使用restore()函数加载已经保存的模型:
import tensorflow as tf
#声明两个变量并计算其加和
a = tf.Variable(tf.constant([1.0,2.0],shape=[2]), name="a")
b = tf.Variable(tf.constant([3.0,4.0],shape=[2]), name="b")
result=a+b
#定义Saver类对象用于保存模型
saver=tf.train.Saver()
with tf.Session() as sess:
# 使用restore()函数加载已经保存的模型
saver.restore(sess,"model/model.ckpt")
print(sess.run(result))
# 输出为[4. 6.]
# restore函数的原型是restore(self,sess,save_path)
有时我们不希望重复定义计算图上的运算,因为这样过程太繁琐.可以把模型的计算图也恢复出来,函数import_meta_graph()直接加载已经持久化的计算图,其输入参数为.meta文件路径,它返回一个Saver类实例,再调用这个实例的restore()函数就可以恢复其参数.
import tensorflow as tf
# 省略了定义图上计算的过程,取而代之的是通过.meta文件直接加载持久化的图,
meta_graph = tf.train.import_meta_graph("model/model.ckpt.meta")
with tf.Session() as sess:
# 使用restore()函数加载已经保存的模型
meta_graph.restore(sess,"model/model.ckpt")
# 获取默认计算图上指定节点处的张量
print(sess.run(tf.get_default_graph().get_tensor_by_name("add:0")))
#输出结果为Tensor(“add:0”, shape=(2,), dtype=float32)
# import_meta_graph函数的原型是
# import_meta_graph(meta_graph_or_file,clear_devics,import_scope,kwargs)
# get_tensor_by_name()函数的原型是get_tensor_by_name(self,name)
.ckpt.meat文件保存了计算图的结构,通过import_meta_graph()函数将计算图导入程序,之后在会话中通过restore()函数对计算图中的变量值进行加载.
持久化的MNIST手写字识别
mnist_train.py程序:
import tensorflow as tf
from tensorflow.examples.tutorials.mnist import input_data
mnist = input_data.read_data_sets("/home/jiangziyang/MNIST_data",one_hot=True)
batch_size = 100
learning_rate = 0.8
learning_rate_decay = 0.999
max_steps = 30000
#更改前向传播算法的定义,将得到权重参数和偏执参数的过程封装到了一个函数中
def hidden_layer(input_tensor,regularizer,name):
#要多多体会使用变量空间来管理变量的方便性。使用get_variable()函数会在训练神经
#网络时创建这些变量而在测试过程中通过保存的模型加载这些变量的取值,在测试过程中
#可以在加载变量时将滑动平均变量重命名,这样就会在测试过程中使用变量的滑动平均值
with tf.variable_scope("hidden_layer"):
weights = tf.get_variable("weights", [784, 500],
initializer=tf.truncated_normal_initializer(stddev=0.1))

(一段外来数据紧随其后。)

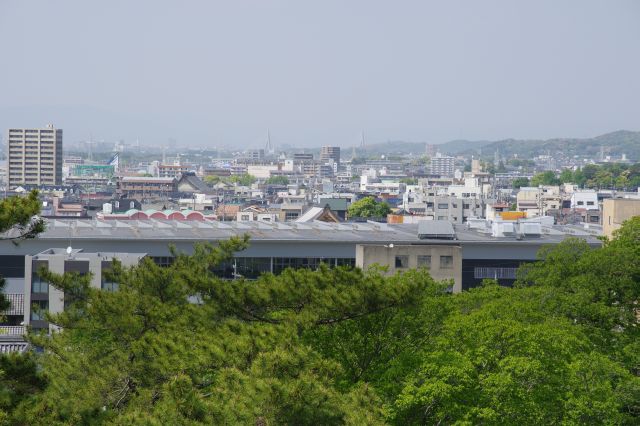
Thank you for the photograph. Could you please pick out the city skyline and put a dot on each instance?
(218, 74)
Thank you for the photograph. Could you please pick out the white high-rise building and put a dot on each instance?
(442, 165)
(34, 157)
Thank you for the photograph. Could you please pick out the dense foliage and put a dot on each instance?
(609, 176)
(18, 217)
(277, 180)
(368, 207)
(341, 346)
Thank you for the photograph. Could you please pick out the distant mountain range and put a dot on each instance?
(615, 144)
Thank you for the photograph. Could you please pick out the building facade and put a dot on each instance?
(442, 165)
(34, 157)
(40, 297)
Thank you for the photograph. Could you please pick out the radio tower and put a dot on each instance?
(269, 147)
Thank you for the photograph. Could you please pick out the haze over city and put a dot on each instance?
(222, 73)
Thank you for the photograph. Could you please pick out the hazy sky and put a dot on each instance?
(208, 72)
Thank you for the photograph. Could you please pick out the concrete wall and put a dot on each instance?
(616, 211)
(368, 255)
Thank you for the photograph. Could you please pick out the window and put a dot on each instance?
(38, 310)
(38, 285)
(424, 261)
(163, 261)
(402, 261)
(446, 262)
(495, 273)
(106, 283)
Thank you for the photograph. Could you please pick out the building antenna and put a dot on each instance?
(269, 147)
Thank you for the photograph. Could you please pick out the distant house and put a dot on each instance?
(190, 183)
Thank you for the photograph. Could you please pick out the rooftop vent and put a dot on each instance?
(436, 230)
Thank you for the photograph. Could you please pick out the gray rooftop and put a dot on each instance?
(152, 229)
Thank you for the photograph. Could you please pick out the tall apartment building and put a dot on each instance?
(35, 157)
(442, 165)
(39, 297)
(330, 153)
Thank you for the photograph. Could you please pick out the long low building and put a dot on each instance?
(463, 254)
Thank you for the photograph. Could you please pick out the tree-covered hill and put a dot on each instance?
(614, 143)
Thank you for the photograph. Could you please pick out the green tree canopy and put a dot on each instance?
(368, 207)
(545, 178)
(340, 346)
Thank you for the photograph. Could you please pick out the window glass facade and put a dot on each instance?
(402, 261)
(39, 309)
(424, 261)
(446, 262)
(495, 273)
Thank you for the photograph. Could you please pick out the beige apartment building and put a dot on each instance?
(34, 157)
(615, 211)
(444, 262)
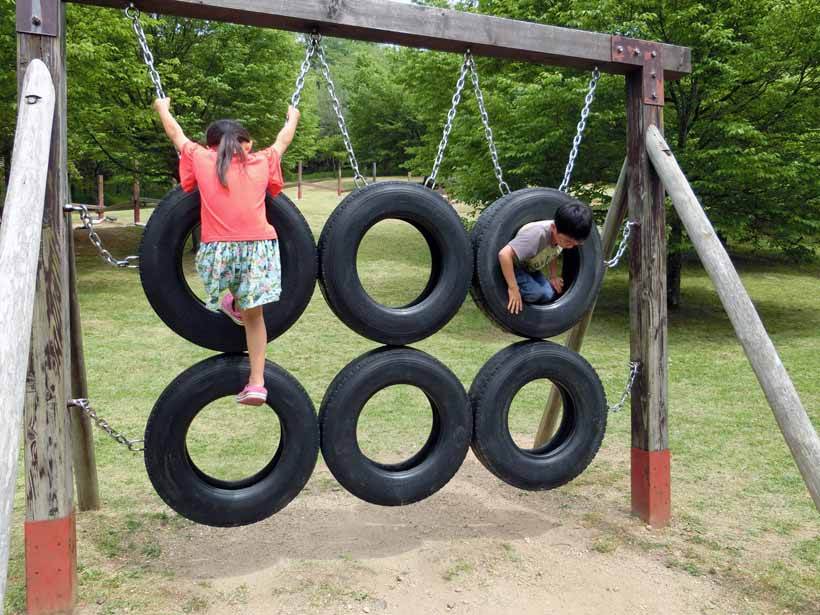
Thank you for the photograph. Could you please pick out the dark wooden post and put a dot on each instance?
(51, 556)
(136, 193)
(651, 496)
(101, 196)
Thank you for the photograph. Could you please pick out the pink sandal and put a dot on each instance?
(252, 396)
(229, 308)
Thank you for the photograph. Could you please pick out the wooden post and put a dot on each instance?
(651, 495)
(51, 556)
(136, 197)
(575, 338)
(791, 416)
(82, 436)
(19, 249)
(101, 197)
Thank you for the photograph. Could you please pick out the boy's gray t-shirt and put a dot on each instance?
(533, 246)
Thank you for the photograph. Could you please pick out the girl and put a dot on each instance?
(239, 249)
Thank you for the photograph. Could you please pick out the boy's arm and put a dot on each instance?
(171, 126)
(285, 136)
(505, 258)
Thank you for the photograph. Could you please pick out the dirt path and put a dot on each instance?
(477, 547)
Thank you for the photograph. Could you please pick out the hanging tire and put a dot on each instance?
(430, 468)
(583, 267)
(451, 262)
(163, 278)
(578, 436)
(202, 498)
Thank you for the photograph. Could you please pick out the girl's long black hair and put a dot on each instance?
(228, 135)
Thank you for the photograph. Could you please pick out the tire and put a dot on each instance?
(164, 283)
(429, 469)
(204, 499)
(450, 253)
(579, 435)
(583, 267)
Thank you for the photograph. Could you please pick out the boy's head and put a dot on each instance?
(573, 223)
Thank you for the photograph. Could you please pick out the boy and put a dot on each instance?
(537, 245)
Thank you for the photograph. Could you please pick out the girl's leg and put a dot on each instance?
(257, 337)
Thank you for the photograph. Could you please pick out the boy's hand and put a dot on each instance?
(162, 104)
(515, 304)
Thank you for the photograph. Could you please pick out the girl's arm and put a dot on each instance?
(287, 133)
(171, 126)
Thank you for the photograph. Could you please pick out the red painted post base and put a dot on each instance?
(51, 566)
(651, 493)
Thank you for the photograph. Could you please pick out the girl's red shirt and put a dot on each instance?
(235, 213)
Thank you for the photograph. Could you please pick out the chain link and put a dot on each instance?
(88, 225)
(613, 262)
(488, 132)
(634, 368)
(448, 126)
(133, 13)
(576, 142)
(358, 178)
(300, 80)
(85, 407)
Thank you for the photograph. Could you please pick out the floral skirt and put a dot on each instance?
(251, 270)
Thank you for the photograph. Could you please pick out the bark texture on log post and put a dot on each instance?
(19, 251)
(651, 498)
(789, 412)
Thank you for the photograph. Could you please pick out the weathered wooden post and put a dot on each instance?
(651, 495)
(791, 416)
(51, 557)
(135, 194)
(101, 197)
(19, 249)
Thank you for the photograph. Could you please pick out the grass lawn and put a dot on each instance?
(740, 510)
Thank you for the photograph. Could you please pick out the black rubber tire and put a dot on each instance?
(579, 435)
(450, 253)
(168, 293)
(425, 472)
(583, 267)
(211, 501)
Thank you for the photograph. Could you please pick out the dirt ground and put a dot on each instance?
(476, 547)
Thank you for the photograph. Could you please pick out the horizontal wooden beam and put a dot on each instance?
(382, 21)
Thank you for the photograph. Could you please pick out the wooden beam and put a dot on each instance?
(614, 219)
(651, 496)
(382, 21)
(774, 379)
(19, 251)
(51, 556)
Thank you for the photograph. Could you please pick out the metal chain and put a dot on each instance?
(133, 13)
(300, 80)
(448, 126)
(88, 225)
(85, 407)
(634, 368)
(358, 178)
(576, 142)
(613, 262)
(502, 185)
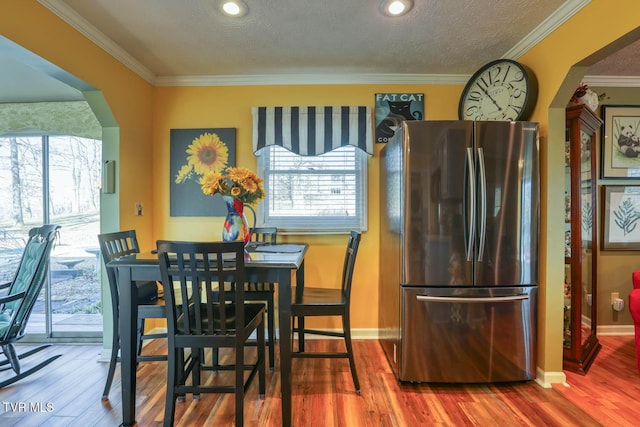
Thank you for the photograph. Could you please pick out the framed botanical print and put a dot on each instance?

#如果调用该函数时传入了正则化的方法 ,那么在这里将参数求
if regularizer!=None:
tf.add_to_collection("losses",regularizer(weights))
biases = tf.get_variable("biases", [500], initializer=tf.constant_initializer(0.0))
hidden_layer = tf.nn.relu(tf.matmul(input_tensor, weights) + biases)
with tf.variable_scope("hidden_layer_output"):
weights = tf.get_variable("weights", [500, 10],
initializer=tf.truncated_normal_initializer(stddev=0.1))
if regularizer!=None:
tf.add_to_collection("losses",regularizer(weights))
biases = tf.get_variable("biases", [10], initializer=tf.constant_initializer(0.0))
hidden_layer_output = tf.matmul(hidden_layer, weights) + biases
return hidden_layer_output
#定义输出输出的部分没变
x = tf.placeholder(tf.float32, [None,784],name="x-input")
y_ = tf.placeholder(tf.float32, [None,10],name="y-output")
#定义L2正则化的办法被提前
regularizer = tf.contrib.layers.l2_regularizer(0.0001)
#将L2正则化的办法传入到hidden_layer()函数中
y = hidden_layer(x,regularizer,name="y")
training_step = tf.Variable(0,trainable=False)
averages_class = tf.train.ExponentialMovingAverage(0.99,training_step)
averages_op = averages_class.apply(tf.trainable_variables())
#不再定义average_y,因为average_y只在比较正确率时有用,
#在模型保存的程序中我们只输出损失
#average_y = hidden_layer(x,averages_class,name="average_y",reuse=True)
cross_entropy = tf.nn.sparse_softmax_cross_entropy_with_logits(logits=y,
labels=tf.argmax(y_, 1)) #tf.argmax()
#计算总损失
loss = tf.reduce_mean(cross_entropy)+tf.add_n(tf.get_collection("losses"))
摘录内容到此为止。